# Microsoft Office Application Help - Excel Help forum > Excel Programming / VBA / Macros >  >  Flash Game In Excel Document

## paul_carron

Hey

Im not sure if this is the correct forum but could anybody please tell me how to insert a flash game(swf file) into an excel document?

----------


## sunny_bacon

Hi. I know how to do this. I've even made by own set of about 65 Flash games in Excel, along with Osamabindipesh:
http://www.box.net/shared/y92ri3s4nf

1. Firstly, in Excel 2003 and below, open the control toolbox. Or in Excel 2007, choose the Developer tab and then, in the "Controls" section,  choose "insert".

2. Choose "More controls", then "Shockwave Flash Object". Drag a rectangle to the size of your choice. Right-click, choose "Properties".

3. In the "Properties" dialog, scroll to the top and there should be a heading called "custom". In the box next to this, when you click it, a button with "..." should appear. Click this button. A window will appear.

4. In one of the boxes in this window you need to enter the full URL of your flash object, e.g C:\flashthing.swf

5. If you want the flash object to be saved in the Excel document (this is essential), check the box next to "Embed Movie".

6. Change the rest of the settings to your liking. Click "OK", save the spreadsheet, close it and open it. Ta-dah!

IMPORTANT: In Excel 2007 on Windows Vista, I cannot find the "custom" box in the "Properties". Osamabindipesh and created a thread on this and any help would be greatly appreciated:

http://www.excelforum.com/showthread...ighlight=flash

----------


## nikhil2kx

hi 
thanks a lot 

but can you email some of your excel swf file to my mail 2k7nikhil@gmail.com

coz i really can get ur link coz i have websense

pls am gettig bored at my office

----------


## royUK

It is not advisable to post your email on a public forum,unless you don't mind spam.

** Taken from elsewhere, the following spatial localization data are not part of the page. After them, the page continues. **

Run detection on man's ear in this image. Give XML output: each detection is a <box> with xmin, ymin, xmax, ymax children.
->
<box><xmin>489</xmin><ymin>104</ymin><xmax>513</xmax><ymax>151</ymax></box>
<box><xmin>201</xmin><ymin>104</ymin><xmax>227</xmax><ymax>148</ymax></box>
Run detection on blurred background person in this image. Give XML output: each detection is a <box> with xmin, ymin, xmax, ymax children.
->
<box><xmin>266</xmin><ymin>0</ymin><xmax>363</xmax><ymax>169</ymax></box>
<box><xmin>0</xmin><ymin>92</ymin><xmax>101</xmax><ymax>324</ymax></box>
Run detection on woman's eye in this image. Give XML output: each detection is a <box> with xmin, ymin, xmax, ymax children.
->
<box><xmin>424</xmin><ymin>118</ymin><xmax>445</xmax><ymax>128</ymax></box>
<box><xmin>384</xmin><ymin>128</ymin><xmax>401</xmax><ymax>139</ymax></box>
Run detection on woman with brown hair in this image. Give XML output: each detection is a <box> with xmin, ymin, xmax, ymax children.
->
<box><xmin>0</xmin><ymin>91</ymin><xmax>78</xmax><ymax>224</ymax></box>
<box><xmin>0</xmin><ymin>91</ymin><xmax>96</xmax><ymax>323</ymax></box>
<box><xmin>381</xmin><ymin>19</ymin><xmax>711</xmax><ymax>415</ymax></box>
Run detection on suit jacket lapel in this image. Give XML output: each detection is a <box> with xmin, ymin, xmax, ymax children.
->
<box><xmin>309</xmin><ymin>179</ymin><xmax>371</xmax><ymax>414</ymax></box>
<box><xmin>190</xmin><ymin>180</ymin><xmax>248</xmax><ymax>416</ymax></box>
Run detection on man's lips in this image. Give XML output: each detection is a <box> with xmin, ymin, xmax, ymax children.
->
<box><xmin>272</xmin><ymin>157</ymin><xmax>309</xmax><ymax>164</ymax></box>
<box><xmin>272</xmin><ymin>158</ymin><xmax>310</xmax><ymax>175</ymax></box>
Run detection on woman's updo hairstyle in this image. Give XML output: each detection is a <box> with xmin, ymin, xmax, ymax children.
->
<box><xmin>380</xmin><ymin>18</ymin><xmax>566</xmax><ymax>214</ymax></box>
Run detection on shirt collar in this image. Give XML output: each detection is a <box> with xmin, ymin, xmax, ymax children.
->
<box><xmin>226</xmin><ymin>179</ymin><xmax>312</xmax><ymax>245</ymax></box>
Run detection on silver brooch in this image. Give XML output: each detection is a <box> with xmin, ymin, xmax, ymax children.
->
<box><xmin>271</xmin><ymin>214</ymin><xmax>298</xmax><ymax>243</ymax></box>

The posted link works fine

----------


## oralin

How to insert Flash file swf INTO Excel such as this website http://gamesexcel.com/games-excel-sonic.html.

So that you only need one excel file instead of need to link those flash file into Excel.

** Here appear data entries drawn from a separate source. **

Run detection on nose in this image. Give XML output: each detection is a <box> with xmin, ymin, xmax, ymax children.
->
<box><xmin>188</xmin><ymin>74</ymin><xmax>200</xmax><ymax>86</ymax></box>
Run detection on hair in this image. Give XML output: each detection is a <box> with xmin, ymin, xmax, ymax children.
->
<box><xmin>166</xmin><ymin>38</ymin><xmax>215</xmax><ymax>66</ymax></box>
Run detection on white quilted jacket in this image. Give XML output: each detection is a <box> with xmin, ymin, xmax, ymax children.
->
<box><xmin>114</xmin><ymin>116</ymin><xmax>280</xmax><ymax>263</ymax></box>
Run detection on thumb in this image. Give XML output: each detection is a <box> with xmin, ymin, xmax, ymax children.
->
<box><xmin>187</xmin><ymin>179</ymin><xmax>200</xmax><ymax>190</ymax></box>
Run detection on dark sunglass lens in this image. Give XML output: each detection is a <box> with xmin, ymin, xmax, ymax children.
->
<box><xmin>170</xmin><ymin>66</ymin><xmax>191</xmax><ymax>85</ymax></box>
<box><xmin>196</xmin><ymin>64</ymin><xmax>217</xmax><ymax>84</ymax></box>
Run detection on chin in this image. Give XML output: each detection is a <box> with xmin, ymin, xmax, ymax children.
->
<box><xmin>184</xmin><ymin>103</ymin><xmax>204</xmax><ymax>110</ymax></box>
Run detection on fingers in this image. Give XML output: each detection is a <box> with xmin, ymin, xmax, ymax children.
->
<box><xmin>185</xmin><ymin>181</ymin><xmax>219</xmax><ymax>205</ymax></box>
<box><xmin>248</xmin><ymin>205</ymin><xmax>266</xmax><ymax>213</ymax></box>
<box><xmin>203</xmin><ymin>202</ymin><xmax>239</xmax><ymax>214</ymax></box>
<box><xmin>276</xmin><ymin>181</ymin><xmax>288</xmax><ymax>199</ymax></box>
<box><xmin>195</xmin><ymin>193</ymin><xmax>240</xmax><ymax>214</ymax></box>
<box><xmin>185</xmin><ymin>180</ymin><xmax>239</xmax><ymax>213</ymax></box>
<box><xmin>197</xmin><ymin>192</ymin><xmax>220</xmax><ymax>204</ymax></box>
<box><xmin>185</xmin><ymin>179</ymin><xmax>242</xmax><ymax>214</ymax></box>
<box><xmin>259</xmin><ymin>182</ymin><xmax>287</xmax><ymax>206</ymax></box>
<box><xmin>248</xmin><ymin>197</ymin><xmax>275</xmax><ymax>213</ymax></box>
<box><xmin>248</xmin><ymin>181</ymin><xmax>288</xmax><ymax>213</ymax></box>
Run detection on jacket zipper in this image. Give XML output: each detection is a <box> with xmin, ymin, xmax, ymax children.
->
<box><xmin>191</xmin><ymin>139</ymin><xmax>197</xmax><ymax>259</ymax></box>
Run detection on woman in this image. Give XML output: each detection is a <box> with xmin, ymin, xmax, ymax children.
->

I tried google the insert SWF object into Excel but as far as i get all solution is referring to embedding those flash link into excel and it did not add into one excel file.

Please assist.. whoever know how to do this.  I already download the refer website for those flash game inside Excel but it all protected and didn't give any clue how they do it.

----------


## royUK

_Your post does not comply with Rule 2 of our Forum_ RULES. Don't post a question in the thread of another member -- start your own thread. If you feel it's particularly relevant, provide a link to the other thread.

----------